Yesterday, my husband and I attended the Grand Opening of Kohl's Department Store in Bend, Oregon. You would have never guessed that our community is experiencing a 14% unemployment rate. The aisles were packed, and so were the shopping carts that kept bumping into us.
All across the country, retailers are helping to pull us out of this economic funk. For those of us in the B2B universe, we can learn alot from their recovery strategies.
Here's some additional encouraging news:
1. The retail sector is reporting positive results. Home Depot and Macy's beat earnings expectations as of late February. Lowe's net profit rose 27 percent in fiscal 2009 fourth quarter earnings. Chief Executive Robert A. Niblock told The Wall Street Journal "the worst of the economic cycle is likely behind us." Nordstrom's Q4 income more than doubled. Target's Q4 profit jumped 54%.
2. Innovative online marketing is beginning to show more consistent ROI for small businesses--especially those selling daily essentials. It's easy for a $140M company such as Seventh Generation to invest six figures in social media and cause marketing. It's an entirely other thing to see $1M businesses report 30% revenue increases from those efforts. Witness Joe Sorge, the co-owner of A.J. Bombers, a burger restaurant in Milwaukee, Wisconsin. In partnership with FourSquare, he has seen menu item sales grow by approximately 30% since launching a mobile promotions service. FourSquare, based in New York, mixes social and online gaming features to encourage people to explore the cities in which they live.
3. Modest price increases are keeping inflation at bay. According to William Dudley, the president of the Federal Reserve Bank of New York, "There is just no inflation pressure in the U.S., so our focus has to be on growth and jobs." (source: Wall Street Journal, February 20, 2010). This provides impetus for the Federal Reserve to keep interest rates low, which is easing credit and encouraging us to shop again.
As a B2B business leader, how can you capitalize on these trends?

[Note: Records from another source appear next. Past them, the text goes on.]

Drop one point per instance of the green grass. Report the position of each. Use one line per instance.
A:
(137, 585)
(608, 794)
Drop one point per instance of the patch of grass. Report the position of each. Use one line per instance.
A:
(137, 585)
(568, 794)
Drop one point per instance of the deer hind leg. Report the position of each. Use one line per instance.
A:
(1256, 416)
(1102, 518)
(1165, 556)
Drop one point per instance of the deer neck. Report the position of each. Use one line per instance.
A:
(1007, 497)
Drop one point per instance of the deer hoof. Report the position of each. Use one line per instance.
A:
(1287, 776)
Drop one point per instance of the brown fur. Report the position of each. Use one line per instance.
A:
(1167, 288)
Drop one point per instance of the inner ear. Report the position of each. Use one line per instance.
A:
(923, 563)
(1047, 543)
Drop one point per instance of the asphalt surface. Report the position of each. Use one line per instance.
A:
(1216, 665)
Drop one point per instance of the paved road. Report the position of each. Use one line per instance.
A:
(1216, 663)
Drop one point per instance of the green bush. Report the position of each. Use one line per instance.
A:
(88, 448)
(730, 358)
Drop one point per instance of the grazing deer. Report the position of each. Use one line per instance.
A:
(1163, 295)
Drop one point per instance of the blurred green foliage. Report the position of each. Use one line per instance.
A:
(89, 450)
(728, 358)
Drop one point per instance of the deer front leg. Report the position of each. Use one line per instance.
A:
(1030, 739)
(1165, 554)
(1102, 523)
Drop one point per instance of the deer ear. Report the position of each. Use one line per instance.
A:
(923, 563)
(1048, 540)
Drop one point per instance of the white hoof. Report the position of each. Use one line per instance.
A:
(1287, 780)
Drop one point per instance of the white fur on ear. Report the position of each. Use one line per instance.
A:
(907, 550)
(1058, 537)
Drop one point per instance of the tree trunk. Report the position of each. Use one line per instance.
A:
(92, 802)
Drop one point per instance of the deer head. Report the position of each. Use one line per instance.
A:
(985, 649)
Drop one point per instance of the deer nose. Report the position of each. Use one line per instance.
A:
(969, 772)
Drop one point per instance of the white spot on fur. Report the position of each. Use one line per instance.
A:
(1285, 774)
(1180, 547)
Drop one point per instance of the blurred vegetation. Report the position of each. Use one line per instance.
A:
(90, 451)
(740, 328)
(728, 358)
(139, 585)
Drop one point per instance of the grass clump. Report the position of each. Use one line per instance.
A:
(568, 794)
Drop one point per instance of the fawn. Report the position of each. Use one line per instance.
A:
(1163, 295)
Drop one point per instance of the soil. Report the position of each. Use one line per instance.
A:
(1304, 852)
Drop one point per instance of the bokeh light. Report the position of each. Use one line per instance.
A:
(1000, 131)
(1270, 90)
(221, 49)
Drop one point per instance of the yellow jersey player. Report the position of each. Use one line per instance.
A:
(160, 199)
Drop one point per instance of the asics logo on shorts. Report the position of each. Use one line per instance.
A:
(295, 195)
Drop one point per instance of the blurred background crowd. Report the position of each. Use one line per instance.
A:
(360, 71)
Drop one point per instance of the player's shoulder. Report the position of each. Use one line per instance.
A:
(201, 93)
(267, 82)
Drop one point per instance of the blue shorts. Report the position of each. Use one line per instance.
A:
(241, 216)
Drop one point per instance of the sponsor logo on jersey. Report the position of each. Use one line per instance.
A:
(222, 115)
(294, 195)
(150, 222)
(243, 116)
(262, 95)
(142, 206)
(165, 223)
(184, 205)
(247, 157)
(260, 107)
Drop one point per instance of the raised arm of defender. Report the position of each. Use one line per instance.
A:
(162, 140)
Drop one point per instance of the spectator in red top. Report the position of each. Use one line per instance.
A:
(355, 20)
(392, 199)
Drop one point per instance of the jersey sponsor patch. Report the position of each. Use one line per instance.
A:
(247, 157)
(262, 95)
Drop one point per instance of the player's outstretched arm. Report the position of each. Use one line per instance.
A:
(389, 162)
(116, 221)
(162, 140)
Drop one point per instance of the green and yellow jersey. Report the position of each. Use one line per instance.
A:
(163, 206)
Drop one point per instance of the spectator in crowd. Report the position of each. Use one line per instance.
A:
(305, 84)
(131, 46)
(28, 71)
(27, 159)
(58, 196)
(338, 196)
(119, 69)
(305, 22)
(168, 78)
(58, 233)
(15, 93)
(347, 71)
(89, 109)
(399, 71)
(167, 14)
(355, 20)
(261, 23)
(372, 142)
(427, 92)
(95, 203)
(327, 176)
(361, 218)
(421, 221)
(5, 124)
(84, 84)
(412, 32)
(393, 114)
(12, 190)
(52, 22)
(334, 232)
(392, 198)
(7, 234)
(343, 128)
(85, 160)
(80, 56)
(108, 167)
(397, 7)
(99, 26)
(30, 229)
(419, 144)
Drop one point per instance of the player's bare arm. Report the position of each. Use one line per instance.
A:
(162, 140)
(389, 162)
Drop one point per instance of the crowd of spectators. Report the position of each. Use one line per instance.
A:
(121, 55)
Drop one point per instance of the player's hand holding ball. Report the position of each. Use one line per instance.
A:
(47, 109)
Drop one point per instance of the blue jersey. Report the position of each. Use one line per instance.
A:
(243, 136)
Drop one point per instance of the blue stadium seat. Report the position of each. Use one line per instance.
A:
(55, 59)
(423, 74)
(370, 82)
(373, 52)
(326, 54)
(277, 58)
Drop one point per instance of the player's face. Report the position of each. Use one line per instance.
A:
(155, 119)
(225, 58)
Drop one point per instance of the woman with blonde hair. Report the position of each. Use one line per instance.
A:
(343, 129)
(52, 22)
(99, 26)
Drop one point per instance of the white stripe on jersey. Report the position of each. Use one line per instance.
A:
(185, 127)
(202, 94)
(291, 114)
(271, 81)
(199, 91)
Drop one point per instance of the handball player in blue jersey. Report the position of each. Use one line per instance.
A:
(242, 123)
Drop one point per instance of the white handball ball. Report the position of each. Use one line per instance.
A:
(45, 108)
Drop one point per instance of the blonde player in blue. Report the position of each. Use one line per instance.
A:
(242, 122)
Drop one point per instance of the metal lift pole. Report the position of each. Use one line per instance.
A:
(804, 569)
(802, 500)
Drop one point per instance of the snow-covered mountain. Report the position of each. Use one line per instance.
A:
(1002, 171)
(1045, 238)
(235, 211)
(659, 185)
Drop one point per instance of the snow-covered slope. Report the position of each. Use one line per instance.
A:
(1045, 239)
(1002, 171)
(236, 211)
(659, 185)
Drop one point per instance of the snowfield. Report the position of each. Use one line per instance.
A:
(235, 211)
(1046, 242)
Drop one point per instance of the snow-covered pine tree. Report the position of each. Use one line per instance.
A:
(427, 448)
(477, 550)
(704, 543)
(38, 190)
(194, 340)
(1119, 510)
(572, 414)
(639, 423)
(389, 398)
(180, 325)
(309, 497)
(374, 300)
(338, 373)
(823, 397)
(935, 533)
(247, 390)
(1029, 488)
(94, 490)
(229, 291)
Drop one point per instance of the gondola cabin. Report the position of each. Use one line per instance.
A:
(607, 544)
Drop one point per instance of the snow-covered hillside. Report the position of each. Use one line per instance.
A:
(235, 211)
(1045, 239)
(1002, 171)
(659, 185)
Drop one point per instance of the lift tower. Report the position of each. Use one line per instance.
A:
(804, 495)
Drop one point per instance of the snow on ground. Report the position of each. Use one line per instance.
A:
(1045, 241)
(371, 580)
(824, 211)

* Find a low-cost way to experiment with inbound marketing strategies. Consider launching a campaign using FourSquare, LivingSocial, BuyWithMe, Groupon, or IMshopping. If your organization is unable to leverage these technologies, then at least learn the basics. Get a copy of Inbound Marketing by Hubspot co-founders Brian Halligan and Rahmesh Shah.
* Establish cost-effective ways to inspire your teams to innovate and delight customers. The Kohl's cosmetics clerk saw us standing in a long checkout line, walked 25 yards out of her way, and invited us to check out at her station. If you are short on noncash reward ideas, just visit Zappos' website for inspiration. They have mastered the art of creating fun and playful work environments. You will want to exhaust every reasonable strategy to retain your best people when the economy rebound accelerates.
* Think like a retailer and stop only comparing your programs to your peers and competitors. Study how Target has become a brand powerhouse by aligning with leading home goods and fashion designers. Search for articles on how they have restored customer confidence. Apply their lessons. It doesn't matter whether you are a software developer or a CPA. You will gain strategic momentum by studying innovations outside your industry.
The recovery rests in the hands of the client-centric and the innovative. By embracing new ways to delight your customers and create new markets, you will be hosting your own Grand Opening in no time.